Beyond being a gift to Chung’s loved ones, “Minari,” for me, is a reminder that we need more, not fewer, stories like this today — more movies, more books, more poems. To help us understand one another beyond stereotypes and caricatures, to find common ground, to make many feel seen for the first time and embolden them to tell their stories.

Seeing one’s own life, culture, and perhaps more importantly, their economic class, mirrored in a film is not a common experience for many immigrants — and more broadly, for people of color. Recently, Hollywood has held up films like “Crazy Rich Asians” and “Always Be My Maybe” as examples of Asian-American representation. But they still portray a life that does not reflect mine beyond the color of our skin. “Minari,” which features a leaky mobile home and a cursed farm for much of its running time, is a truer reflection of the precarious struggle of my family and many others like us.

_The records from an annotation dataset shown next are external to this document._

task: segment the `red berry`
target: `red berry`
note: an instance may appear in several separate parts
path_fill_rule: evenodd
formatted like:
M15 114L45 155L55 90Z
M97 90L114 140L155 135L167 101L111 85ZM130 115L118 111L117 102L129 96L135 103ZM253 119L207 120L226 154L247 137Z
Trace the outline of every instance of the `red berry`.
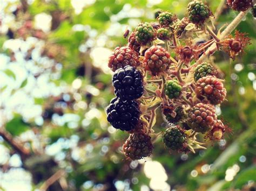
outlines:
M113 72L125 66L136 67L139 65L138 53L129 47L116 47L109 58L109 67Z

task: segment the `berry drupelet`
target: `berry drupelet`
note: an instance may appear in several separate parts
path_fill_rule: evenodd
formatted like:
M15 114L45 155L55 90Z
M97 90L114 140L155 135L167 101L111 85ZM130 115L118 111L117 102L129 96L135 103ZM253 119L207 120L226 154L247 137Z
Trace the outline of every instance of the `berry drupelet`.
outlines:
M217 119L213 105L199 103L188 111L187 122L194 131L204 133L212 130Z
M196 25L203 24L212 15L208 6L198 1L193 1L188 4L187 12L190 20Z
M126 66L119 68L112 80L117 97L124 100L133 100L143 94L143 76L134 67Z
M181 93L181 86L176 80L169 80L164 87L164 92L170 99L178 97Z
M160 13L157 18L157 20L163 27L169 27L177 20L177 17L175 14L167 11Z
M206 97L211 103L217 105L221 103L226 97L226 91L223 83L212 76L203 77L199 79L194 90L198 98L203 100Z
M167 70L171 64L170 54L160 46L152 46L145 53L145 69L153 75Z
M116 129L130 131L137 124L140 111L137 102L113 98L106 109L107 119Z
M215 75L216 70L210 64L204 62L197 66L194 69L194 80L195 82L199 79L208 75Z
M123 145L124 154L132 160L139 160L148 157L152 150L150 137L142 132L131 134Z
M168 148L177 151L185 150L187 136L179 126L168 128L163 136L163 141Z
M140 23L135 29L135 39L141 45L146 45L156 39L156 32L151 24Z
M129 47L116 47L109 58L108 66L113 72L126 66L136 67L139 64L137 53Z

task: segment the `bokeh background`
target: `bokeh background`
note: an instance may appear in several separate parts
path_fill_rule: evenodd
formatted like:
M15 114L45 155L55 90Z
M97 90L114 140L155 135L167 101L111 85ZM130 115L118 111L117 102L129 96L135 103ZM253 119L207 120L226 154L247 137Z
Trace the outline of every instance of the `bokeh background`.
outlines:
M113 97L108 56L126 29L156 10L185 16L187 0L0 1L0 189L248 190L256 181L256 20L230 63L214 55L227 100L218 114L232 129L196 154L170 153L161 139L150 158L122 153L129 135L106 119ZM213 12L221 0L207 1ZM225 2L224 2L225 3ZM238 14L226 7L217 28ZM165 129L158 115L154 129Z

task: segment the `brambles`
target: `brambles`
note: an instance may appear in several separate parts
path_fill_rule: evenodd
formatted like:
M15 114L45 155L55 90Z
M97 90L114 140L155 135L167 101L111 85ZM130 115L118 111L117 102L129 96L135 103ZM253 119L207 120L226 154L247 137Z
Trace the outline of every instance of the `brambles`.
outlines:
M173 111L164 109L163 113L167 121L170 124L176 124L186 117L186 112L182 106L177 107Z
M196 132L203 133L212 130L217 119L215 110L210 104L197 104L188 111L188 125Z
M187 12L190 20L197 25L203 24L211 15L208 6L198 1L193 1L188 4Z
M156 13L157 22L139 23L127 46L117 48L110 57L117 97L107 109L107 120L130 133L123 148L131 159L151 153L151 137L154 142L162 130L154 133L153 129L159 107L168 123L163 136L168 149L194 153L206 148L197 140L198 134L219 141L229 131L218 119L214 106L225 98L224 81L218 78L213 59L206 60L220 51L234 59L250 39L238 31L234 37L215 34L210 22L205 22L213 14L201 1L190 3L187 11L188 17L181 20L167 11ZM226 29L228 33L233 26ZM216 48L209 50L213 45Z
M142 96L142 81L140 72L129 66L116 70L112 80L117 96L124 100L133 100Z
M220 80L212 76L200 78L197 82L196 94L201 100L206 97L211 103L221 103L226 97L226 89Z
M175 14L169 12L163 12L159 14L157 20L163 27L169 27L177 19Z
M253 5L253 0L227 0L227 3L232 9L245 11Z
M140 23L135 29L135 39L141 45L146 45L155 38L156 32L149 23Z
M157 37L160 40L170 40L172 37L172 33L167 29L160 28L157 31Z
M146 70L153 75L167 70L171 64L170 54L160 46L152 46L145 53L144 63Z
M208 75L215 75L215 70L206 62L197 66L194 69L194 80L195 82L201 77Z
M163 136L163 141L168 148L181 151L186 147L187 136L178 126L168 128Z
M132 160L139 160L149 157L152 150L150 137L143 132L131 134L123 145L124 154Z
M109 58L108 66L113 72L125 66L139 65L138 54L129 47L116 47Z
M181 86L179 84L178 81L170 80L165 84L164 92L170 99L177 98L181 93Z
M138 123L139 117L138 104L133 101L123 101L116 97L108 106L107 119L116 129L130 131Z

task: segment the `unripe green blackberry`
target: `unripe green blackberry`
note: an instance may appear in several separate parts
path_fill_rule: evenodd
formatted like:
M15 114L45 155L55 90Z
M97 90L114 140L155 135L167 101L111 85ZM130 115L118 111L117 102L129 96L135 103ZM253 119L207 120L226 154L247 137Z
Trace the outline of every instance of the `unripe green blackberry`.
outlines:
M161 26L164 27L170 26L177 19L177 17L175 14L167 11L160 13L157 18Z
M152 150L150 137L141 132L130 134L123 145L124 154L132 160L139 160L149 157Z
M253 17L256 18L256 4L252 8L252 14Z
M182 151L187 146L187 138L181 128L174 126L166 129L163 136L163 141L168 148Z
M180 122L183 119L185 118L186 116L186 112L184 108L182 106L179 106L175 108L174 111L176 114L175 116L173 116L171 112L166 112L164 111L164 114L165 115L165 118L167 121L170 124L176 124Z
M204 133L212 129L217 119L213 105L199 103L190 109L187 122L194 131Z
M198 98L206 97L211 104L221 103L226 97L226 91L221 80L212 76L203 77L196 84L194 92Z
M176 33L178 38L180 37L190 22L190 19L187 17L184 17L181 20L178 20L174 23L174 32Z
M188 4L187 12L190 21L196 25L203 24L212 14L208 6L196 0Z
M253 5L253 0L227 0L227 3L231 8L238 11L245 11Z
M181 93L181 86L176 80L169 80L164 87L164 92L170 99L177 98Z
M172 33L167 29L160 28L157 31L157 37L162 40L170 40L172 37Z
M206 62L204 62L197 65L196 67L194 73L194 80L196 82L201 77L208 75L214 75L215 73L215 70L212 66Z
M151 24L140 23L135 29L135 38L141 45L146 45L154 40L156 33Z

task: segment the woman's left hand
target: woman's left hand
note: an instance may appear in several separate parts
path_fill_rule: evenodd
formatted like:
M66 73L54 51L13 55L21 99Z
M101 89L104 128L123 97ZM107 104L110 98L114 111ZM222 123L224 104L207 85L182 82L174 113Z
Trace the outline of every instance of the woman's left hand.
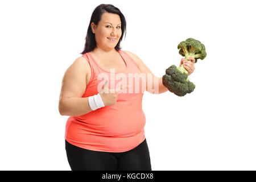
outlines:
M187 69L188 72L188 75L189 75L193 73L195 70L194 65L196 60L195 60L195 58L191 57L188 57L188 60L191 60L191 61L186 60L184 58L181 59L180 67L183 64L184 68Z

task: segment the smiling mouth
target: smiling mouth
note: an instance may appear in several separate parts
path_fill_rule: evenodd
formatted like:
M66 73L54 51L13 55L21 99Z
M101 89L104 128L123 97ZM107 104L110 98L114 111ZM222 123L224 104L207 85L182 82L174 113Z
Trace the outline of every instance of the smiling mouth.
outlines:
M112 39L112 38L108 38L108 39L109 39L111 42L114 42L115 40L116 39Z

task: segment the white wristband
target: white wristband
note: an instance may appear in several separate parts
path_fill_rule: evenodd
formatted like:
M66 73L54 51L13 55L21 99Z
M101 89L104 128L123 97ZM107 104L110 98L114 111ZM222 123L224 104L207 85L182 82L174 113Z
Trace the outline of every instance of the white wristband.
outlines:
M105 106L104 104L101 100L100 93L97 95L89 97L89 105L92 110Z

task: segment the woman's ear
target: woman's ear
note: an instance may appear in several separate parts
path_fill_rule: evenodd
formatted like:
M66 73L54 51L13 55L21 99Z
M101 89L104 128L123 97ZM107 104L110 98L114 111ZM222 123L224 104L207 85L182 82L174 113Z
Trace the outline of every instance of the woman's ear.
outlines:
M92 23L90 24L90 27L92 28L92 31L93 34L95 34L95 27L96 27L96 25L94 24L94 23L92 22Z

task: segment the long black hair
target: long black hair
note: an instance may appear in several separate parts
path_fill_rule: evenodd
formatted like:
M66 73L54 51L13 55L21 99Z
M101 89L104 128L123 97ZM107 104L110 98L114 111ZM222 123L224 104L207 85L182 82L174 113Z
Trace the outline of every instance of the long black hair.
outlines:
M90 24L92 22L94 23L95 24L98 24L98 22L101 20L102 14L105 12L116 14L120 16L121 20L122 35L118 41L118 43L115 47L115 49L117 51L122 48L122 47L120 47L120 42L122 41L123 35L125 33L125 38L126 36L126 21L125 16L121 11L113 5L109 4L101 4L96 7L92 14L90 23L89 24L88 29L87 30L87 34L85 37L85 45L84 46L84 49L81 53L80 53L81 54L84 54L92 51L96 47L95 35L92 31Z

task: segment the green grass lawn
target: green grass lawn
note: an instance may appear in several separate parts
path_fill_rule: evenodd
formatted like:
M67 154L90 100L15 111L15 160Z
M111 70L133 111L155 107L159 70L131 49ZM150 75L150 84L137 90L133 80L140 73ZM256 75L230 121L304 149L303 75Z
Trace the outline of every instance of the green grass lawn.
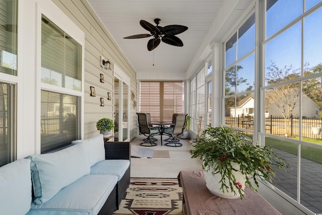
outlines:
M303 139L304 141L316 144L322 145L322 140L311 138ZM314 142L316 140L316 142ZM297 155L297 145L290 142L280 140L271 137L266 137L265 138L266 146L277 149L293 155ZM322 150L307 147L301 146L301 157L319 164L322 164Z

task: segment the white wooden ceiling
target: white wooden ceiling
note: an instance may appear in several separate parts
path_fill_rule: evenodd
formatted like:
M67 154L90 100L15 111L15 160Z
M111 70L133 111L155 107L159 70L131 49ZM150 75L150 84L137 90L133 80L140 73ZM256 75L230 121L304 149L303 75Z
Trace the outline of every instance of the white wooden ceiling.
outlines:
M210 27L222 0L88 0L137 73L185 73ZM183 47L161 42L153 51L147 49L152 37L123 37L148 34L140 25L144 20L160 26L181 25L186 31L176 35ZM153 64L154 56L154 64ZM167 79L165 78L165 79Z

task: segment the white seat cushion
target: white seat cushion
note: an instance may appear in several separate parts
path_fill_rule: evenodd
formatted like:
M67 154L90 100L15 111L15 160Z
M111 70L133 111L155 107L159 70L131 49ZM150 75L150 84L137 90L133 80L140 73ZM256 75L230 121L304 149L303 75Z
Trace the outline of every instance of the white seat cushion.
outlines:
M0 213L26 214L31 202L30 160L20 159L0 167Z
M54 210L57 214L87 212L89 214L97 214L117 183L117 177L115 176L86 175L62 189L45 203L32 204L31 212L46 214L48 211Z
M33 201L37 204L46 202L61 189L90 172L83 142L53 153L27 158L31 160Z
M91 174L116 175L119 181L129 166L128 160L104 160L91 167Z
M105 160L105 149L103 134L98 134L88 139L73 140L71 141L71 144L76 145L79 142L84 142L85 144L86 152L91 166L97 162Z

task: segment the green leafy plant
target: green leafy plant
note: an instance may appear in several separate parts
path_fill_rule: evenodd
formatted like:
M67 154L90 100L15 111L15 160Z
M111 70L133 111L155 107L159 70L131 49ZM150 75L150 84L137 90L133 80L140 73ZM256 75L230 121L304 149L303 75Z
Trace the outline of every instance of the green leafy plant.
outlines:
M234 190L236 187L241 197L244 196L245 188L236 181L233 171L239 171L245 175L245 184L257 192L251 179L259 187L259 179L272 182L276 173L273 167L281 169L289 167L288 162L276 156L271 147L254 145L253 139L228 127L208 126L198 141L191 144L194 148L192 157L200 158L205 171L221 176L220 190L224 193L231 190L237 194ZM234 168L232 163L239 165L239 170Z
M190 116L187 115L186 116L186 123L185 124L184 131L189 131L190 129Z
M111 130L114 128L114 121L108 118L102 118L96 123L97 129L102 131Z

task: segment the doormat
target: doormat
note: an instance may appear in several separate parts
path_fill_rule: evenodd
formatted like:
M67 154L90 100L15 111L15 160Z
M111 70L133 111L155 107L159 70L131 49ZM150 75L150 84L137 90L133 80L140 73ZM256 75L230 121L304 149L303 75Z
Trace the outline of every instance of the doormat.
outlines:
M177 179L131 178L114 214L182 215L182 188Z
M154 150L153 158L170 158L169 151L168 150Z
M131 157L152 158L153 157L154 153L154 150L153 149L136 146L131 146Z

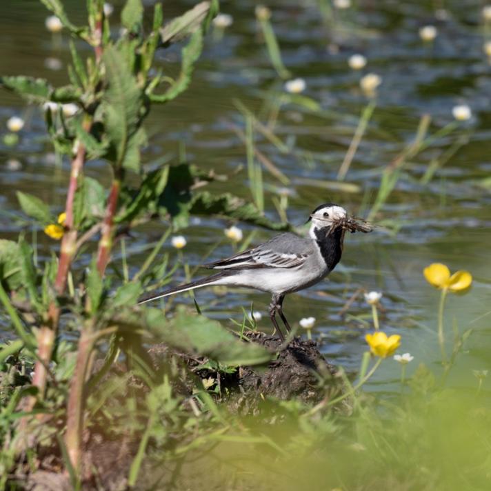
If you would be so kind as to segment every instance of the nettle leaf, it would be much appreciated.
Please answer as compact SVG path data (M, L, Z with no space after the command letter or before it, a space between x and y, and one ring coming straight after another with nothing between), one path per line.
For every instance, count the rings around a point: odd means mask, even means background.
M163 94L151 92L149 97L152 102L164 103L172 101L184 92L191 82L191 75L194 63L203 51L203 37L201 30L197 30L192 36L188 45L182 50L181 73L176 81Z
M239 341L219 322L203 315L190 315L179 309L169 321L161 310L148 309L146 316L150 328L164 343L188 352L234 365L257 365L272 359L263 347Z
M177 43L201 29L210 10L210 3L202 1L183 15L173 19L160 30L162 43L164 46Z
M45 79L19 75L0 77L0 86L14 92L30 101L43 103L52 102L78 102L82 91L74 86L63 86L53 88Z
M78 27L70 21L60 0L41 0L41 1L44 3L46 8L51 10L61 21L61 23L71 32L79 35L85 33L86 30L85 28Z
M196 214L221 215L265 227L272 230L290 230L292 228L289 223L278 223L270 220L255 205L228 192L218 196L208 191L195 193L190 203L190 212Z
M50 223L53 221L49 207L39 198L28 194L26 192L17 191L17 199L26 215L41 223Z
M2 77L0 84L9 90L34 102L46 102L49 99L52 87L45 79L32 77Z
M21 258L17 242L0 239L0 281L9 290L17 290L22 285Z
M128 0L121 11L121 24L130 31L135 25L139 26L143 18L141 0Z
M139 146L144 134L139 131L141 106L140 90L125 57L108 46L103 57L108 88L103 99L104 123L117 167L138 170Z

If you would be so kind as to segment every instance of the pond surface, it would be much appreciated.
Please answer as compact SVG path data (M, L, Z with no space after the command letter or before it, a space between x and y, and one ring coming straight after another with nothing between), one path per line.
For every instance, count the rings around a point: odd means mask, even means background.
M73 21L81 23L85 2L63 3ZM150 19L152 2L145 3ZM484 25L479 2L448 1L446 10L435 11L434 6L439 3L359 1L356 8L334 9L333 22L323 19L319 8L330 2L268 2L283 61L292 78L302 77L306 83L302 97L292 97L272 68L255 19L256 3L222 2L222 10L233 16L233 24L208 37L190 89L175 101L152 110L147 123L151 137L143 158L150 162L165 156L177 161L185 154L191 163L228 176L211 190L232 191L250 199L246 148L236 133L237 128L243 130L245 126L237 108L239 101L282 142L274 145L262 133L255 134L257 148L288 180L281 182L263 170L265 208L270 218L280 220L274 200L284 195L288 197L288 219L295 225L305 222L311 210L325 201L366 217L382 171L414 140L421 117L430 115L429 132L434 134L454 121L454 106L468 105L470 120L455 124L449 134L435 139L404 164L394 192L373 217L383 228L368 235L348 237L341 263L330 279L289 296L285 309L296 325L302 317L314 317L313 335L328 359L352 371L366 350L364 336L372 326L370 310L361 296L346 315L339 312L359 289L382 292L381 327L400 334L400 352L414 356L408 368L410 374L419 363L437 367L439 359L439 292L425 281L423 268L438 261L452 271L468 270L474 277L473 288L465 296L448 299L445 320L448 338L452 319L461 332L473 330L452 383L475 387L472 370L491 368L491 64L483 51L483 43L491 39L491 25ZM112 22L116 30L121 2L114 4ZM191 5L165 2L164 15L170 19ZM68 37L46 30L48 14L43 6L34 0L2 1L0 6L0 72L45 77L55 85L67 83ZM438 35L433 42L423 43L419 29L428 24L437 26ZM359 71L348 63L356 53L368 59ZM178 47L173 48L159 53L159 62L173 73L179 56ZM341 187L336 183L337 175L368 103L359 80L369 72L379 75L382 83ZM26 120L26 126L19 143L8 146L3 141L5 123L16 114ZM47 141L41 110L3 90L0 128L0 237L14 239L21 230L32 233L20 220L15 191L34 194L56 211L61 210L69 167L68 162L57 162ZM425 183L422 178L432 161L444 166ZM101 161L88 163L87 172L103 181L108 175ZM184 260L193 266L199 264L203 250L223 237L223 229L228 225L219 219L194 219L188 228L179 231L188 239ZM135 231L126 243L130 266L141 264L145 246L157 240L166 226L154 223ZM252 230L240 226L245 237ZM252 243L271 234L260 230ZM58 246L42 232L37 242L41 258ZM170 243L167 250L172 261L178 260ZM222 240L212 257L232 252L231 245ZM120 257L117 252L117 261ZM266 294L235 290L218 296L201 290L197 298L207 315L230 326L228 319L240 320L241 308L248 309L254 302L255 310L263 314L259 327L269 328ZM179 297L174 301L190 300ZM390 390L399 376L397 364L387 361L372 387Z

All my life, I’ve watched characters like Kevin McAllister in “Home Alone,” Kelly Kapowski on “Saved By the Bell” (the original series, not the 2020 remix), the well-coiffed 20-somethings on “Friends.” They were entertaining enough, but difficult to relate to. Frankly, meaningful representation wasn’t something I even knew to expect. But more than three decades since that summer day by the creek, I am thrilled to finally see a film that represents my family and me. It joins a growing canon of thoughtful films about the immigrant experience.

It allows me to say: This one is about us. This one is ours.